If you’re suffering from a rare, debilitating disease like MS, or cystic fibrosis, or some forms of cancer, and you need a boutique biologic to save your life, Dr. Steve Pearson has a message for you:

No.

Some drugs are just too expensive, which means some lives are not worth saving.

This is the fundamental premise behind Dr. Pearson’s Institute for Clinical and Economic Review, or ICER—a non-profit, medical review board he founded after working with the UK’s National Institute for Health and Care Excellence, or NICE.  Though there are thousands of British patients who’ve been denied health care deemed too expensive by NICE and many believe it’s anything but.

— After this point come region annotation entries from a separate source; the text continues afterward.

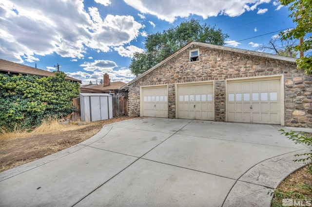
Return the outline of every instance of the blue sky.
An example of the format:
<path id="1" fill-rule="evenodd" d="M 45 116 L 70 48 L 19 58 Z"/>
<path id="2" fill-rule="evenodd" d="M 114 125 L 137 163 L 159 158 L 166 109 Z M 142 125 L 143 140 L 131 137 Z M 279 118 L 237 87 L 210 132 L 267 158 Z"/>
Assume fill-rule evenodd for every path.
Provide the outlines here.
<path id="1" fill-rule="evenodd" d="M 1 0 L 0 58 L 94 83 L 135 76 L 132 54 L 149 34 L 192 18 L 229 35 L 226 46 L 254 51 L 295 25 L 276 0 Z"/>

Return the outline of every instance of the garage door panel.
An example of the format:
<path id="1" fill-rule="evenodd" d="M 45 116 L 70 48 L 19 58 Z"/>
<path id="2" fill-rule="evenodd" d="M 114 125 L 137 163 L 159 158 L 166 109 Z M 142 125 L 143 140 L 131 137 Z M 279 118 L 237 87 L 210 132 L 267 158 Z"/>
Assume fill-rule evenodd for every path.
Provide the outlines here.
<path id="1" fill-rule="evenodd" d="M 263 122 L 269 122 L 270 121 L 270 114 L 269 113 L 261 113 L 261 121 Z"/>
<path id="2" fill-rule="evenodd" d="M 261 111 L 270 111 L 270 104 L 269 103 L 261 103 Z"/>
<path id="3" fill-rule="evenodd" d="M 250 113 L 247 112 L 244 113 L 244 120 L 246 121 L 250 121 Z"/>
<path id="4" fill-rule="evenodd" d="M 277 79 L 242 83 L 228 81 L 227 121 L 280 123 L 280 83 Z"/>
<path id="5" fill-rule="evenodd" d="M 168 117 L 167 86 L 146 87 L 142 89 L 141 101 L 142 116 L 152 117 Z"/>
<path id="6" fill-rule="evenodd" d="M 214 120 L 213 85 L 177 86 L 177 118 Z"/>
<path id="7" fill-rule="evenodd" d="M 269 90 L 270 84 L 268 84 L 267 82 L 260 83 L 260 90 Z"/>
<path id="8" fill-rule="evenodd" d="M 235 106 L 235 109 L 236 110 L 243 111 L 243 104 L 236 103 Z"/>

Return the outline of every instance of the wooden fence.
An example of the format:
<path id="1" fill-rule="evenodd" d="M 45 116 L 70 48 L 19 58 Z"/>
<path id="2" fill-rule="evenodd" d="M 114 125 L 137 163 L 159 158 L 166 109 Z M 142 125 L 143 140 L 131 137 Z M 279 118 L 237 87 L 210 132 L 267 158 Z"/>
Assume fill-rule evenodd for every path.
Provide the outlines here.
<path id="1" fill-rule="evenodd" d="M 73 105 L 77 111 L 72 113 L 71 119 L 73 121 L 80 121 L 80 97 L 73 99 Z"/>
<path id="2" fill-rule="evenodd" d="M 113 117 L 128 116 L 128 97 L 113 97 Z"/>
<path id="3" fill-rule="evenodd" d="M 113 117 L 128 116 L 128 97 L 113 96 Z M 80 120 L 80 97 L 73 99 L 73 105 L 77 111 L 71 114 L 71 119 L 73 121 Z"/>

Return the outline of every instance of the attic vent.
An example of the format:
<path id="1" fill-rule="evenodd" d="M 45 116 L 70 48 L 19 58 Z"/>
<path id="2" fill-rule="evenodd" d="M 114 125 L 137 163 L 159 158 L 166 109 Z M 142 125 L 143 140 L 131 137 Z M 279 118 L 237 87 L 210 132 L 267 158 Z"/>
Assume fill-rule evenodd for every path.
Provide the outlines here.
<path id="1" fill-rule="evenodd" d="M 198 50 L 195 50 L 190 51 L 190 62 L 198 61 L 199 52 Z"/>

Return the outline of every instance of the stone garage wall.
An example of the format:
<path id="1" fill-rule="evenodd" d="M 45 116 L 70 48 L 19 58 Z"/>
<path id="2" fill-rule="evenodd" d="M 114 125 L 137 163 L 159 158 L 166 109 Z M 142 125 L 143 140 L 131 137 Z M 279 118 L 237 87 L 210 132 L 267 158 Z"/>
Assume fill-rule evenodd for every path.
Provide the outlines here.
<path id="1" fill-rule="evenodd" d="M 189 62 L 189 51 L 199 49 L 199 60 Z M 192 45 L 130 86 L 129 116 L 140 115 L 140 86 L 168 85 L 168 118 L 176 118 L 176 84 L 214 81 L 214 121 L 225 121 L 225 80 L 284 75 L 285 124 L 312 127 L 312 76 L 295 63 L 248 53 Z"/>

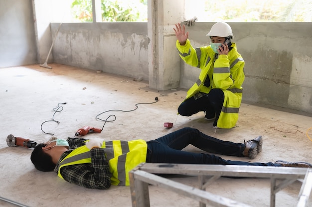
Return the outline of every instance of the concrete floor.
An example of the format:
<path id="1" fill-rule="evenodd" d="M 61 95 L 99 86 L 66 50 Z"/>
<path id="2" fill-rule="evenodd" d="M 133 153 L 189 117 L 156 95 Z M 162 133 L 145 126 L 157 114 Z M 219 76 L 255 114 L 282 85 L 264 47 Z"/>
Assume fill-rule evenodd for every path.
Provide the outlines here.
<path id="1" fill-rule="evenodd" d="M 100 133 L 89 134 L 86 137 L 99 137 L 107 140 L 146 140 L 157 138 L 186 126 L 196 128 L 213 135 L 212 122 L 205 120 L 203 113 L 191 117 L 177 115 L 176 108 L 186 95 L 185 90 L 159 92 L 150 90 L 146 82 L 133 79 L 97 74 L 81 69 L 58 64 L 49 64 L 52 70 L 30 65 L 0 69 L 0 197 L 29 207 L 131 207 L 130 188 L 112 186 L 108 190 L 84 188 L 67 183 L 53 172 L 35 169 L 29 159 L 31 149 L 9 147 L 6 139 L 9 134 L 29 139 L 39 143 L 50 135 L 44 134 L 41 124 L 51 120 L 53 108 L 67 102 L 54 119 L 59 121 L 45 123 L 43 130 L 59 138 L 73 137 L 77 129 L 85 125 L 102 128 L 104 122 L 96 120 L 100 113 L 112 109 L 130 110 L 138 103 L 159 101 L 151 104 L 140 104 L 131 112 L 106 112 L 115 121 L 107 123 Z M 226 159 L 248 162 L 305 161 L 312 162 L 311 146 L 312 117 L 309 115 L 283 111 L 275 108 L 243 104 L 235 128 L 220 129 L 215 137 L 242 142 L 262 135 L 263 151 L 254 159 L 222 156 Z M 163 123 L 173 123 L 166 129 Z M 308 131 L 308 134 L 306 134 Z M 200 152 L 191 146 L 185 150 Z M 196 186 L 197 179 L 173 176 L 173 180 Z M 297 181 L 277 194 L 277 207 L 294 207 L 298 202 L 301 183 Z M 212 183 L 207 191 L 255 207 L 269 206 L 270 181 L 261 179 L 220 178 Z M 197 202 L 155 186 L 150 186 L 152 207 L 196 207 Z M 312 206 L 310 196 L 307 206 Z M 14 205 L 0 201 L 0 206 Z"/>

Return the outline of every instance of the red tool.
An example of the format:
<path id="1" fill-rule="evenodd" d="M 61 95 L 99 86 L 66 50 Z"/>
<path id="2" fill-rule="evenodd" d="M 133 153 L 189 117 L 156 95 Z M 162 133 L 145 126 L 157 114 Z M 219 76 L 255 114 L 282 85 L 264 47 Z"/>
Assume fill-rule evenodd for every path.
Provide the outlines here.
<path id="1" fill-rule="evenodd" d="M 75 134 L 75 136 L 84 136 L 89 132 L 97 132 L 101 133 L 102 129 L 97 128 L 90 127 L 89 126 L 85 126 L 82 128 L 79 129 L 77 132 Z"/>
<path id="2" fill-rule="evenodd" d="M 167 128 L 171 128 L 173 126 L 173 123 L 165 122 L 163 123 L 163 126 Z"/>
<path id="3" fill-rule="evenodd" d="M 35 147 L 37 146 L 37 142 L 21 137 L 15 137 L 12 134 L 9 134 L 7 136 L 6 144 L 7 144 L 7 146 L 11 147 L 15 146 L 20 146 L 26 148 L 31 148 L 31 147 Z"/>

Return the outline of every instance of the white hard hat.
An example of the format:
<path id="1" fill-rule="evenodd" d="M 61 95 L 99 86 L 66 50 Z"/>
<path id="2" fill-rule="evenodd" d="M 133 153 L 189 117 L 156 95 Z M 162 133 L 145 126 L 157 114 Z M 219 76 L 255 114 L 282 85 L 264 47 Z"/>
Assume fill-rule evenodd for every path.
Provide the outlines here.
<path id="1" fill-rule="evenodd" d="M 234 37 L 232 32 L 232 28 L 229 25 L 225 22 L 218 22 L 214 24 L 211 27 L 210 31 L 206 35 L 222 37 L 230 36 L 231 39 Z"/>

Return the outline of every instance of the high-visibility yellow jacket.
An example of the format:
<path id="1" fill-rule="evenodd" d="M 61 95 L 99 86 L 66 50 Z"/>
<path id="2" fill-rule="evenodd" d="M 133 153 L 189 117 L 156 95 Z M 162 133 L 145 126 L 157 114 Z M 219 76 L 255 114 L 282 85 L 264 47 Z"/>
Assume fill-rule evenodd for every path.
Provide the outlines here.
<path id="1" fill-rule="evenodd" d="M 146 141 L 142 139 L 104 141 L 102 148 L 105 148 L 105 156 L 112 173 L 111 184 L 116 186 L 129 186 L 129 172 L 146 161 L 148 148 Z M 91 162 L 90 150 L 85 145 L 82 146 L 73 150 L 62 160 L 57 175 L 63 178 L 60 173 L 63 167 Z"/>
<path id="2" fill-rule="evenodd" d="M 212 89 L 219 89 L 224 93 L 224 102 L 217 126 L 230 128 L 235 126 L 242 102 L 245 80 L 245 62 L 238 53 L 235 43 L 227 55 L 216 56 L 210 46 L 194 48 L 187 39 L 184 45 L 176 41 L 176 48 L 181 58 L 187 64 L 201 69 L 198 80 L 187 91 L 185 100 L 198 93 L 209 94 Z M 216 56 L 218 57 L 216 59 Z M 204 86 L 206 79 L 210 80 L 209 87 Z M 184 100 L 184 101 L 185 101 Z"/>

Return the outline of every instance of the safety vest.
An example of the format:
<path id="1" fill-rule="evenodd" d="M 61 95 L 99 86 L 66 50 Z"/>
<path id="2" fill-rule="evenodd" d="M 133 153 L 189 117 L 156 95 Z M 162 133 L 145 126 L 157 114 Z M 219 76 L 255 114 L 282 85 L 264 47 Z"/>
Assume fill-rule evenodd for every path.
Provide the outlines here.
<path id="1" fill-rule="evenodd" d="M 187 39 L 184 45 L 181 45 L 177 40 L 176 46 L 185 63 L 201 69 L 198 80 L 187 91 L 184 101 L 200 92 L 209 94 L 212 89 L 222 90 L 224 101 L 217 126 L 224 128 L 235 126 L 238 119 L 243 94 L 242 85 L 245 80 L 245 62 L 237 52 L 235 43 L 232 43 L 233 48 L 227 55 L 219 55 L 217 59 L 210 45 L 194 48 Z"/>
<path id="2" fill-rule="evenodd" d="M 104 141 L 102 148 L 105 148 L 105 156 L 112 173 L 111 183 L 115 186 L 129 186 L 129 172 L 146 161 L 146 141 L 142 139 Z M 85 145 L 82 146 L 73 150 L 62 160 L 59 165 L 58 175 L 63 178 L 60 173 L 63 167 L 91 162 L 90 150 Z"/>

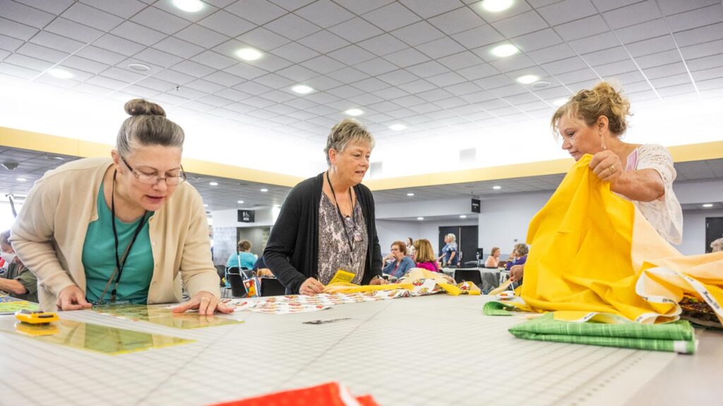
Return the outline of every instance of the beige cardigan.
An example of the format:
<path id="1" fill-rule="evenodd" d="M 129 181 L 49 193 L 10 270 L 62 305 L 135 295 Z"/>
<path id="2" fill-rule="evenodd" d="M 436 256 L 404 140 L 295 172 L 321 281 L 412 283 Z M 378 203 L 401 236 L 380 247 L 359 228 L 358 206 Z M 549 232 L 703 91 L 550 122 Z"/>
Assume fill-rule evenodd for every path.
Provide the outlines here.
<path id="1" fill-rule="evenodd" d="M 98 220 L 98 194 L 112 163 L 110 158 L 87 158 L 63 165 L 46 173 L 25 199 L 11 240 L 23 264 L 38 276 L 43 310 L 55 310 L 58 294 L 70 285 L 85 291 L 83 242 L 88 224 Z M 205 290 L 218 297 L 198 191 L 181 183 L 148 221 L 154 263 L 148 304 L 180 302 L 181 279 L 192 296 Z"/>

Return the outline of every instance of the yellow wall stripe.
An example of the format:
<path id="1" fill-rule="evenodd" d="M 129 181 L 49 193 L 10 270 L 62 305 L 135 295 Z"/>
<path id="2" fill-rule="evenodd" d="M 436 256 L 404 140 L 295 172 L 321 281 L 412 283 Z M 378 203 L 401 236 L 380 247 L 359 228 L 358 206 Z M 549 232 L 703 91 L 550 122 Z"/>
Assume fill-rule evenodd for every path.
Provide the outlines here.
<path id="1" fill-rule="evenodd" d="M 112 149 L 110 145 L 98 142 L 2 126 L 0 126 L 0 145 L 82 157 L 109 156 Z M 723 141 L 669 147 L 668 150 L 675 162 L 723 158 Z M 565 173 L 573 163 L 571 158 L 560 159 L 370 180 L 365 181 L 364 184 L 372 190 L 389 190 L 539 176 Z M 194 173 L 289 187 L 303 179 L 290 175 L 192 158 L 184 160 L 184 168 Z"/>

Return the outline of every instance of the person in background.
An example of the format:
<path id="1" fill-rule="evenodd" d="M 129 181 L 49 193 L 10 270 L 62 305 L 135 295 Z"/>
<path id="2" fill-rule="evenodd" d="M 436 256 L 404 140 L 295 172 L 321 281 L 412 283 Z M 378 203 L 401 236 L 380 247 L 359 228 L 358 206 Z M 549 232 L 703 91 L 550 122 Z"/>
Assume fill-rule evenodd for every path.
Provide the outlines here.
<path id="1" fill-rule="evenodd" d="M 437 257 L 432 249 L 432 243 L 429 240 L 420 238 L 414 241 L 414 254 L 416 259 L 416 267 L 424 268 L 433 272 L 440 272 L 440 266 L 437 263 Z"/>
<path id="2" fill-rule="evenodd" d="M 489 253 L 489 256 L 487 256 L 487 260 L 484 262 L 484 267 L 497 268 L 499 264 L 500 247 L 492 247 L 492 250 Z"/>
<path id="3" fill-rule="evenodd" d="M 10 245 L 10 230 L 0 233 L 0 249 L 7 268 L 0 277 L 0 290 L 13 298 L 30 302 L 38 301 L 38 278 L 15 255 Z"/>
<path id="4" fill-rule="evenodd" d="M 374 138 L 346 118 L 327 139 L 329 168 L 291 189 L 271 229 L 264 261 L 289 293 L 322 293 L 339 270 L 351 282 L 382 285 L 374 196 L 362 180 Z"/>
<path id="5" fill-rule="evenodd" d="M 228 256 L 226 267 L 239 267 L 245 269 L 253 269 L 254 264 L 256 262 L 256 256 L 251 254 L 251 241 L 241 240 L 236 244 L 236 254 L 231 254 Z"/>
<path id="6" fill-rule="evenodd" d="M 411 237 L 407 238 L 407 256 L 414 261 L 414 240 Z"/>
<path id="7" fill-rule="evenodd" d="M 723 251 L 723 238 L 714 240 L 711 243 L 711 252 L 720 252 Z"/>
<path id="8" fill-rule="evenodd" d="M 393 261 L 384 267 L 382 272 L 398 279 L 414 267 L 414 262 L 406 256 L 406 246 L 403 242 L 394 241 L 390 249 Z"/>
<path id="9" fill-rule="evenodd" d="M 40 282 L 40 308 L 172 303 L 176 313 L 230 313 L 219 301 L 208 223 L 181 165 L 184 134 L 158 105 L 136 99 L 111 158 L 46 173 L 12 227 L 13 248 Z M 84 118 L 78 106 L 78 118 Z"/>
<path id="10" fill-rule="evenodd" d="M 530 251 L 529 247 L 527 244 L 524 243 L 520 243 L 518 244 L 515 244 L 515 249 L 513 252 L 515 254 L 515 260 L 510 261 L 507 263 L 505 267 L 507 270 L 510 270 L 515 265 L 523 265 L 527 262 L 527 254 Z"/>
<path id="11" fill-rule="evenodd" d="M 459 249 L 457 248 L 457 237 L 450 233 L 445 236 L 445 245 L 442 249 L 439 259 L 445 267 L 453 268 L 459 264 Z"/>

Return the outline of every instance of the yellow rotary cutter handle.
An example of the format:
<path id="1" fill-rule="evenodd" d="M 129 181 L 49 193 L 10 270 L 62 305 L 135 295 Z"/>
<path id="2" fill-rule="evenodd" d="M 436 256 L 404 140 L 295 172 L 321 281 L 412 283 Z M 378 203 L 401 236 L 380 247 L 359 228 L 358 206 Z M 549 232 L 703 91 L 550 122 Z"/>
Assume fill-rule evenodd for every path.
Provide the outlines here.
<path id="1" fill-rule="evenodd" d="M 28 324 L 48 324 L 57 321 L 58 314 L 52 311 L 31 311 L 30 310 L 19 310 L 15 313 L 15 319 Z"/>

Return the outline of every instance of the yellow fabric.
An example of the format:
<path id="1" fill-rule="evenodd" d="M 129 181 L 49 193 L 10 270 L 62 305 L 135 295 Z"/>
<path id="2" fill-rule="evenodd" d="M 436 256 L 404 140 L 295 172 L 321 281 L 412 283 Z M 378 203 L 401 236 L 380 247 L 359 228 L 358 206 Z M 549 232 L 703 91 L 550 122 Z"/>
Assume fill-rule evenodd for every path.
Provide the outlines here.
<path id="1" fill-rule="evenodd" d="M 440 272 L 422 268 L 412 268 L 397 283 L 387 285 L 369 285 L 360 286 L 353 283 L 338 282 L 330 283 L 324 288 L 324 293 L 352 293 L 354 292 L 369 292 L 374 290 L 391 290 L 393 289 L 404 289 L 411 293 L 416 293 L 422 280 L 434 280 L 438 289 L 435 292 L 443 290 L 449 295 L 456 296 L 462 293 L 468 295 L 479 295 L 481 291 L 476 285 L 464 282 L 458 285 L 450 277 Z M 432 292 L 433 293 L 433 292 Z"/>
<path id="2" fill-rule="evenodd" d="M 529 307 L 515 306 L 607 313 L 641 323 L 674 321 L 683 293 L 701 296 L 686 277 L 723 303 L 723 253 L 682 256 L 631 202 L 598 179 L 589 168 L 591 158 L 570 169 L 531 222 L 521 292 Z"/>

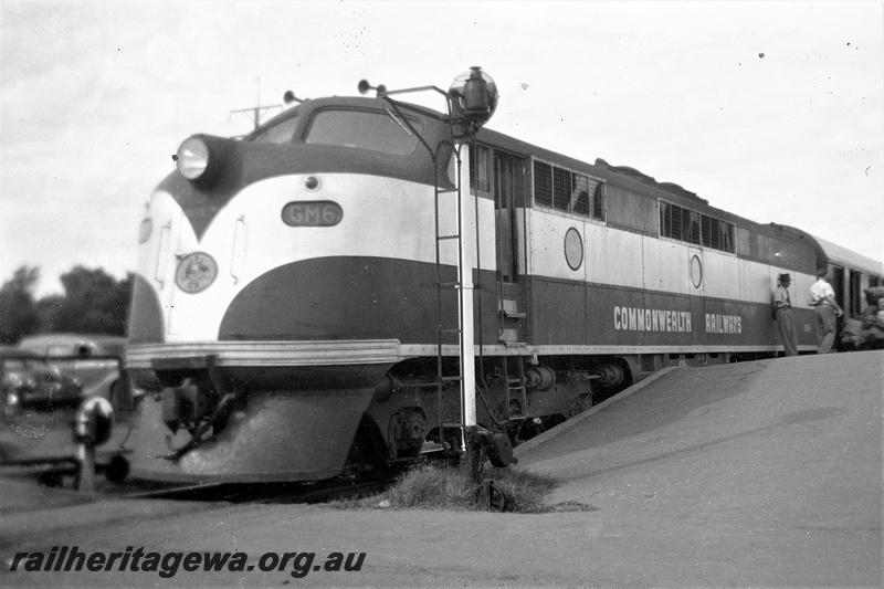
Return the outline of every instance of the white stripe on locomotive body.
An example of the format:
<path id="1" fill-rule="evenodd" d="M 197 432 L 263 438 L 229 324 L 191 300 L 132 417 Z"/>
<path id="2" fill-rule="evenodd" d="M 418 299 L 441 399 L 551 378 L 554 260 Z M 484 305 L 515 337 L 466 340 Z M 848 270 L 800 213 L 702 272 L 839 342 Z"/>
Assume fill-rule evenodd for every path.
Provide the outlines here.
<path id="1" fill-rule="evenodd" d="M 308 191 L 294 175 L 261 180 L 233 197 L 213 218 L 201 240 L 168 193 L 157 191 L 146 218 L 154 231 L 139 252 L 141 276 L 156 290 L 166 341 L 217 341 L 224 311 L 250 282 L 281 265 L 329 256 L 369 256 L 435 263 L 432 187 L 386 177 L 317 173 L 320 189 Z M 282 210 L 292 201 L 330 200 L 343 217 L 333 227 L 290 227 Z M 465 246 L 475 252 L 475 203 L 464 190 L 470 222 Z M 456 193 L 440 194 L 440 234 L 456 233 Z M 481 227 L 494 227 L 494 203 L 478 200 Z M 480 233 L 483 270 L 496 270 L 494 232 Z M 456 265 L 456 241 L 442 241 L 441 262 Z M 200 293 L 175 282 L 180 257 L 204 252 L 218 263 L 218 276 Z M 475 253 L 472 254 L 473 259 Z M 294 285 L 293 285 L 294 287 Z"/>
<path id="2" fill-rule="evenodd" d="M 698 245 L 610 228 L 558 211 L 528 209 L 530 269 L 534 276 L 622 286 L 674 295 L 694 295 L 740 303 L 771 303 L 777 277 L 789 273 L 792 306 L 807 301 L 811 274 L 796 272 Z M 583 241 L 583 264 L 573 271 L 564 254 L 565 233 L 576 228 Z M 701 288 L 691 284 L 692 251 L 703 263 Z"/>

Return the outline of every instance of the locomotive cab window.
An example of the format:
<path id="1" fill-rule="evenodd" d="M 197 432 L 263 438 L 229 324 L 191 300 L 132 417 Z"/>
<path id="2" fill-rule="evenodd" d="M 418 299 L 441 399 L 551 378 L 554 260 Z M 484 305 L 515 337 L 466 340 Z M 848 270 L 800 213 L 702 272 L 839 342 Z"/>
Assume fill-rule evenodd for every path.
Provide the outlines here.
<path id="1" fill-rule="evenodd" d="M 295 128 L 301 118 L 295 112 L 292 116 L 259 129 L 251 137 L 251 141 L 256 144 L 288 144 L 295 136 Z"/>
<path id="2" fill-rule="evenodd" d="M 535 161 L 534 203 L 604 221 L 604 182 L 591 176 Z"/>
<path id="3" fill-rule="evenodd" d="M 409 118 L 408 123 L 418 134 L 423 132 L 420 120 Z M 408 156 L 420 146 L 418 136 L 398 115 L 370 111 L 319 111 L 314 115 L 304 140 L 393 156 Z"/>
<path id="4" fill-rule="evenodd" d="M 734 223 L 701 214 L 664 200 L 660 201 L 660 236 L 662 238 L 703 245 L 720 252 L 736 253 L 735 232 Z"/>

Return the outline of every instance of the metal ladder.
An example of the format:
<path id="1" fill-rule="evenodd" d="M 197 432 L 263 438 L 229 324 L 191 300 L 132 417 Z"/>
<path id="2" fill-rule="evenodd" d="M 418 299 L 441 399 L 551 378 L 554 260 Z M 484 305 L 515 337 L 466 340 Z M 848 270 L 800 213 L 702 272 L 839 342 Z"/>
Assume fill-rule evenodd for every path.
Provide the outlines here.
<path id="1" fill-rule="evenodd" d="M 444 366 L 443 366 L 443 354 L 442 354 L 442 340 L 445 338 L 446 335 L 454 334 L 457 337 L 457 349 L 459 356 L 461 359 L 461 365 L 463 364 L 463 349 L 461 345 L 461 338 L 463 334 L 463 309 L 457 305 L 457 326 L 446 326 L 443 318 L 443 305 L 442 305 L 442 293 L 445 288 L 454 288 L 455 291 L 461 288 L 461 280 L 460 275 L 456 275 L 453 281 L 443 281 L 442 280 L 442 255 L 441 255 L 441 245 L 443 242 L 451 242 L 457 249 L 457 267 L 463 264 L 462 257 L 462 239 L 463 236 L 460 233 L 460 220 L 455 218 L 455 230 L 454 233 L 450 234 L 441 234 L 440 229 L 440 220 L 439 220 L 439 211 L 440 211 L 440 197 L 442 194 L 450 194 L 456 193 L 455 204 L 456 211 L 460 215 L 461 207 L 463 204 L 463 193 L 462 193 L 462 186 L 461 186 L 461 156 L 459 150 L 454 150 L 456 158 L 457 158 L 457 173 L 456 173 L 456 182 L 453 189 L 441 189 L 439 187 L 439 181 L 436 180 L 434 186 L 434 196 L 433 196 L 433 204 L 434 204 L 434 212 L 435 212 L 435 283 L 436 283 L 436 390 L 438 390 L 438 404 L 439 404 L 439 439 L 440 441 L 444 440 L 444 428 L 445 425 L 455 427 L 457 424 L 453 423 L 445 423 L 444 416 L 443 416 L 443 407 L 444 407 L 444 389 L 445 385 L 451 382 L 460 383 L 463 380 L 463 368 L 459 371 L 457 376 L 445 375 L 444 374 Z M 460 399 L 460 396 L 459 396 Z M 461 421 L 463 421 L 461 419 Z M 460 424 L 462 425 L 462 423 Z"/>

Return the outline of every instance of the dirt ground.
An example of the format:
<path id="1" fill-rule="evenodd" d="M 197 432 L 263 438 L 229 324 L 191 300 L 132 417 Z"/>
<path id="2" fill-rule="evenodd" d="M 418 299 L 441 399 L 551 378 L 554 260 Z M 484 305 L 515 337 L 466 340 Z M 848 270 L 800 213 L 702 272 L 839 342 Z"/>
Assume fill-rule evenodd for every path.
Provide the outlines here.
<path id="1" fill-rule="evenodd" d="M 562 481 L 557 513 L 91 498 L 4 477 L 0 585 L 881 587 L 883 368 L 863 353 L 673 370 L 518 449 Z M 56 546 L 248 564 L 9 570 Z M 362 553 L 359 570 L 325 569 Z"/>

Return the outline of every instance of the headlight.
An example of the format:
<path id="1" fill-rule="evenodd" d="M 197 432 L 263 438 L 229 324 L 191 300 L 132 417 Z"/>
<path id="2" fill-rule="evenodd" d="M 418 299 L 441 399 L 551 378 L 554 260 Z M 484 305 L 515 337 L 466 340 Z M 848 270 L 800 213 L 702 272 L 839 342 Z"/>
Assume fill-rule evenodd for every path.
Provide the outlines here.
<path id="1" fill-rule="evenodd" d="M 209 146 L 199 137 L 185 139 L 178 148 L 178 171 L 188 180 L 196 180 L 209 167 Z"/>
<path id="2" fill-rule="evenodd" d="M 18 409 L 19 408 L 19 403 L 21 402 L 19 400 L 19 393 L 18 392 L 13 392 L 13 391 L 7 392 L 4 400 L 6 400 L 7 409 L 10 410 L 10 411 L 14 411 L 15 409 Z"/>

If you watched in horror over the summer when the parents of 23-month-old Alfie Evans were denied permission by the UK government to take their dying infant to another country for care, the premise of health care regulation and government control that made that story possible begins with NICE.

Billing itself as “an independent and non-partisan research organization that objectively evaluates the clinical and economic value of prescription drugs, medical tests, and other health care and health care delivery innovations,” Dr. Pearson and his ICER team merely make recommendations about drugs and drug prices. They issue a finding on what price they would deem “fair” for a new prescription drug heading to the market, and—using a “Quality of Life Years” evaluation similar to NICE—ICER rules on whether insurance companies should cover an available drug treatment.